I sat awhile holding the receiver, but finally hung up before Edna Twiggs could break in to tell me I was on the verge of forfeiting continuous service.
International media attention converged on Paradise Farm. Neither the Beulah Fork police department nor the sheriff’s patrol from Tocqueville could handle the journalists, TV people, curiosity seekers, and scientists who descended on Hothlepoya County for a peek at RuthClaire’s habiline paramour. For a time, the Georgia Highway Patrol intervened, rerouting the gate-crashers back toward the interstate and issuing tickets to those who ignored the detour signs; but Ruben Decker and a few of the other residents along the road linking Paradise Farm with town protested that they’d been singled out for citations as often as had the journalists and pesky outsiders plaguing the area, many of whom, when stopped, gave false ID’s to prove their claims of being locals. At last, even the highway patrol threatened to retreat from the scene; this wasn’t their fight.

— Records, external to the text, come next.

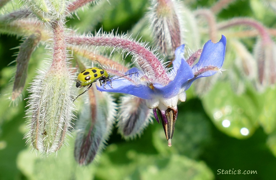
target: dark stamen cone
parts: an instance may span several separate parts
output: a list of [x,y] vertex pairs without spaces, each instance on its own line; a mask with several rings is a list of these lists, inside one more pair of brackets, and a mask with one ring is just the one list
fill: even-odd
[[161,112],[157,109],[160,115],[161,121],[164,129],[166,138],[168,140],[169,146],[171,146],[171,139],[173,138],[175,121],[177,117],[177,109],[173,109],[169,108],[166,111]]

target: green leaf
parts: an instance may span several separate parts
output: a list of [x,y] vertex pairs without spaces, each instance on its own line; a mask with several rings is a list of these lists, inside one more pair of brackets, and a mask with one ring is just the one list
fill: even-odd
[[[132,147],[135,147],[129,144],[109,146],[100,158],[96,177],[103,180],[112,177],[114,180],[214,179],[212,171],[203,162],[176,154],[164,156],[139,153],[129,149]],[[115,159],[112,158],[115,155]]]
[[268,89],[261,98],[264,103],[259,122],[266,133],[269,134],[276,130],[276,89]]
[[62,148],[57,154],[43,157],[40,153],[37,155],[37,152],[30,152],[30,148],[22,150],[17,158],[18,168],[29,179],[93,179],[94,165],[78,165],[74,158],[73,139],[72,137],[69,139],[69,145]]
[[226,81],[217,83],[202,98],[203,106],[219,129],[236,138],[246,138],[258,126],[258,97],[248,87],[237,95],[230,84]]

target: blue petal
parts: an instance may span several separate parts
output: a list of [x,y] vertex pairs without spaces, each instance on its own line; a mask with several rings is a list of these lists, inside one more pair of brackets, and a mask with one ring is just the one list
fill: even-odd
[[[138,69],[132,68],[126,72],[125,74],[136,72],[139,72]],[[113,78],[116,77],[114,77]],[[111,88],[110,82],[108,81],[105,86],[106,89],[104,88],[103,84],[100,87],[96,86],[97,89],[101,91],[129,94],[144,99],[148,99],[152,98],[153,91],[146,86],[141,84],[135,85],[131,81],[123,78],[114,80],[112,80],[112,78],[111,81],[113,88]]]
[[194,77],[192,68],[184,59],[181,60],[181,64],[173,80],[163,87],[155,84],[153,86],[155,94],[162,95],[163,97],[168,98],[176,96],[180,89],[186,85],[188,81]]
[[176,48],[174,52],[175,59],[173,61],[173,65],[174,69],[176,71],[179,68],[179,67],[181,64],[181,59],[185,59],[184,58],[184,50],[185,45],[182,44]]
[[[193,71],[200,69],[205,66],[213,66],[220,68],[224,60],[226,47],[226,38],[222,35],[219,42],[214,44],[208,41],[204,45],[198,62],[193,67]],[[195,80],[200,78],[213,75],[217,71],[210,70],[205,72],[189,81],[185,85],[185,90],[188,89]]]
[[[222,35],[220,40],[216,44],[212,43],[211,40],[205,43],[198,62],[193,67],[193,72],[194,72],[205,66],[208,66],[221,68],[225,55],[226,41],[226,38]],[[197,78],[209,76],[214,75],[216,72],[214,71],[206,72],[200,75]]]

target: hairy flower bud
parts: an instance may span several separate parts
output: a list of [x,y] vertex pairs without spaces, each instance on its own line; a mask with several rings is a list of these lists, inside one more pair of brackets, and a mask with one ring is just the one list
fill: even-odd
[[65,0],[25,0],[37,17],[43,22],[58,20],[67,10]]
[[276,44],[272,41],[259,40],[256,44],[255,56],[258,67],[259,87],[276,82]]
[[118,126],[120,134],[126,139],[140,135],[150,121],[152,114],[145,100],[126,96],[122,98],[119,106]]
[[16,72],[12,95],[12,100],[15,100],[21,94],[27,78],[30,57],[41,37],[40,33],[34,33],[27,38],[20,46],[19,52],[16,58]]
[[70,74],[66,67],[39,72],[28,102],[31,114],[26,137],[41,152],[56,151],[63,144],[72,114]]
[[34,148],[46,153],[60,148],[73,116],[70,72],[66,65],[63,23],[57,21],[51,25],[53,62],[46,72],[38,72],[31,86],[27,110],[31,115],[26,137]]
[[87,94],[89,103],[85,103],[82,108],[75,128],[75,158],[81,165],[91,162],[104,147],[116,112],[113,98],[107,93],[97,91],[94,86]]

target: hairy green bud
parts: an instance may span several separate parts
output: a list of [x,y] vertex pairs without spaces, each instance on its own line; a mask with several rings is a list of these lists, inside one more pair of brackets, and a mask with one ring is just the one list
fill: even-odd
[[66,12],[65,0],[28,0],[26,3],[39,20],[48,22],[60,19]]
[[70,74],[66,68],[41,71],[29,91],[31,114],[27,137],[34,148],[46,153],[56,151],[63,144],[72,118]]

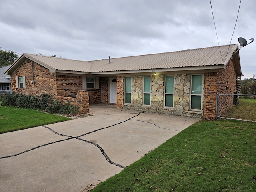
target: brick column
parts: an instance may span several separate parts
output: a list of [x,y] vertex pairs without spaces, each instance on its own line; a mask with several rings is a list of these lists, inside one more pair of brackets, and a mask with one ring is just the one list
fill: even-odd
[[204,118],[210,119],[215,118],[217,86],[217,73],[206,73]]
[[86,91],[79,91],[76,95],[77,107],[80,113],[88,113],[89,95]]
[[123,108],[123,77],[116,77],[116,108]]

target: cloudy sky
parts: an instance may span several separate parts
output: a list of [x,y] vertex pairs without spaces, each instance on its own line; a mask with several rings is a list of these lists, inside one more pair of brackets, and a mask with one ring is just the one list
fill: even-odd
[[[240,0],[211,1],[220,45]],[[218,46],[210,0],[3,0],[0,46],[92,60]],[[232,44],[256,39],[256,0],[242,0]],[[256,74],[256,40],[239,51],[242,79]]]

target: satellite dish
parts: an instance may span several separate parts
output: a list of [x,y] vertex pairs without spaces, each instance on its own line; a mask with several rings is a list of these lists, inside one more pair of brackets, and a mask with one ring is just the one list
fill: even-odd
[[243,38],[242,37],[240,37],[238,38],[238,42],[239,42],[241,47],[244,47],[244,46],[246,46],[247,44],[247,41],[246,41],[244,38]]

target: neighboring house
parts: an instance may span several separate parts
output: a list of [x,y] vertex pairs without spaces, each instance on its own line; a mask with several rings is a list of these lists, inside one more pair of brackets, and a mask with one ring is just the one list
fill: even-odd
[[4,74],[10,66],[3,66],[0,68],[0,94],[12,92],[11,76]]
[[[217,93],[233,94],[242,75],[239,52],[233,55],[238,48],[233,44],[87,62],[24,53],[6,74],[17,93],[70,97],[84,90],[91,104],[212,118]],[[230,106],[233,98],[220,102]]]

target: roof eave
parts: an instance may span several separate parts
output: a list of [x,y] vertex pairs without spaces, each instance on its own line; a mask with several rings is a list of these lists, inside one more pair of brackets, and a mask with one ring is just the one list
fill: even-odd
[[[236,51],[238,49],[238,47],[237,49],[235,50]],[[239,51],[237,51],[233,56],[233,58],[234,59],[234,62],[235,65],[235,68],[236,68],[236,76],[238,77],[241,77],[243,76],[243,74],[242,74],[242,70],[241,69],[241,63],[240,62],[240,57],[239,56]]]
[[198,70],[216,70],[224,68],[224,64],[214,66],[198,66],[192,67],[177,67],[175,68],[166,68],[162,69],[148,69],[141,70],[130,70],[124,71],[106,71],[92,72],[91,75],[107,75],[110,74],[127,74],[134,73],[159,73],[161,72],[175,72],[177,71],[194,71]]

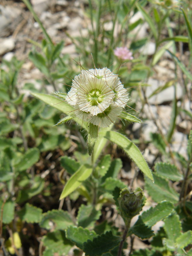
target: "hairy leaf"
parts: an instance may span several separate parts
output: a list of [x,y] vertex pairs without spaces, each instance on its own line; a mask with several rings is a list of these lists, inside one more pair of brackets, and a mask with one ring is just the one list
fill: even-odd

In desperation RuthClaire contracted with an Atlanta firm to erect a beige brick wall around the exposed sections of her property’s perimeter; and this barricade, upon its completion in May, proved an effective psychological as well as physical deterrent to most of those stopping by for a casual, rather than a mercenary or a malevolent, look-see. Pale arc lights on tall poles illuminated every corner of the vast front and back yards and portions of the shadowy pecan grove behind the house. Twice, RuthClaire broadcast stentorian warnings over a P.A. system installed for that purpose and once fired her rifle above the heads of the trespassers creeping like animated stick figures across the lawn. Word got around that it was dangerous to try to breach the elaborate fortifications of Paradise Farm. I liked that.